Asked specifically how many people the rapporteurs believe the Commission needs to oversee the DSA and the DMA, Schaldemose pointed to initial Commission estimate, of 70 people — but Schwab reiterated the parliament’s recommendation that many more staff than that will be needed.

“In the end, the DMA will work in a structure that on every core platform service of every gatekeeper there will be probably a need to have a team — maybe not on every core platform service at the beginning but nearly on every one,” he suggested. “That means you need a case handler, you need a manager, you need a data analyst — so you need easily 10 people for one file; one per gatekeeper, per core platform service.

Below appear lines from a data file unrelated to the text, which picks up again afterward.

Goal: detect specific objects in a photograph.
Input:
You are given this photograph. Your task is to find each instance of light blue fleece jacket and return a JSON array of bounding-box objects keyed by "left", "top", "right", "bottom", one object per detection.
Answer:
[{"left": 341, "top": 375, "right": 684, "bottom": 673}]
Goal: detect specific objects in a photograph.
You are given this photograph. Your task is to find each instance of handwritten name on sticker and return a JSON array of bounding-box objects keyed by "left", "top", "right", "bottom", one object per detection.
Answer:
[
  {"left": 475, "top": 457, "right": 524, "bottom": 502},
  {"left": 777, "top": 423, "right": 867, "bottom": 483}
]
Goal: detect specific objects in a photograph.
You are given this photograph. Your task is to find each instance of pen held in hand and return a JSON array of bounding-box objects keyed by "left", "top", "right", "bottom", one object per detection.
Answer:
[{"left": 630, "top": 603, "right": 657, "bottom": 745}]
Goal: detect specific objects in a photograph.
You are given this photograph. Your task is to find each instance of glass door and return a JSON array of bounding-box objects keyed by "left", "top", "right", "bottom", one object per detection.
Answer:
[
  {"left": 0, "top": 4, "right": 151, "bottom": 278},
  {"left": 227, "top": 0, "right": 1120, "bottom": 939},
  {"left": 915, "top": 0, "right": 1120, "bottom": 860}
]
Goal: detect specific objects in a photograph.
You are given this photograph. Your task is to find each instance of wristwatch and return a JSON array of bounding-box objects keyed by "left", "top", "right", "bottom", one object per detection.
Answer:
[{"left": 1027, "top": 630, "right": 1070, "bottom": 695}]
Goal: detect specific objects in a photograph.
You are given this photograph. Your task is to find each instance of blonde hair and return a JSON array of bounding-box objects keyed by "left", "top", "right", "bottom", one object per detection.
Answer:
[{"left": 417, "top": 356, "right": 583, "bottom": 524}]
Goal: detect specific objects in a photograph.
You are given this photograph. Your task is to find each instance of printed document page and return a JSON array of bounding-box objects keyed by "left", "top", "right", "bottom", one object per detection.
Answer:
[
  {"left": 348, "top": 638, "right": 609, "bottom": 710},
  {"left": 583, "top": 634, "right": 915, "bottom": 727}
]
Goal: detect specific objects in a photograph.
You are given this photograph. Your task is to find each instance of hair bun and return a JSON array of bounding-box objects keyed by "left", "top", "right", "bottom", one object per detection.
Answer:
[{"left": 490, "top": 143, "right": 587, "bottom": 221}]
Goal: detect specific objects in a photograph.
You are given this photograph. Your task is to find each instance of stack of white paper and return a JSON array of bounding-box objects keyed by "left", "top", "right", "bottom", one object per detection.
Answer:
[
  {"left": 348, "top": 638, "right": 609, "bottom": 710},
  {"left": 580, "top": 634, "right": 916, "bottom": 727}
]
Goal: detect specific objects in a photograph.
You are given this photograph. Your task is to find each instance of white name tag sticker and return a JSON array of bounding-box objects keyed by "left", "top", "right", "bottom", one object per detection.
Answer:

And that means that the 150 [staff looks inadequate].”

“Therefore I think this is the right demand from the side of the parliament,” he added. “It’s our task here to make these laws be respected by those companies that are targeted with it.”

On application of the DMA, and the looming designation process — whereby the Commission will need to do the work to confirm a gatekeeper core service does fall in scope — Schwab said the parliament expects the gatekeeper designation process to commence on March 1, 2023, following the six month implementation period after the law is published in the EU’s Official Journal.

But he said the parliament also expects the Commission to have undertaken preparatory work — so that, by mid March 2023, it come could with the first designation.

Giving a hint on which tech giant will have the ‘honor’ of being first in line for the DMA rules to apply, Schwab suggested it will “definitely be one of the GAFAM companies; maybe without the ‘M’ — referring to the acronym that’s used to refer collectively to Google, Apple, Facebook, Amazon and Microsoft (but here he’s de-emphasizing Microsoft).

“Maybe you start at the beginning — or in the middle; it will be very easy,” he went on, suggesting he’s expecting either Google (Alphabet) or Facebook (Meta) to be at the front of the queue. “But the key question — or the more difficult question will be — what core platform service will they choose first from one of these companies? And that’s, I think, a very open question.”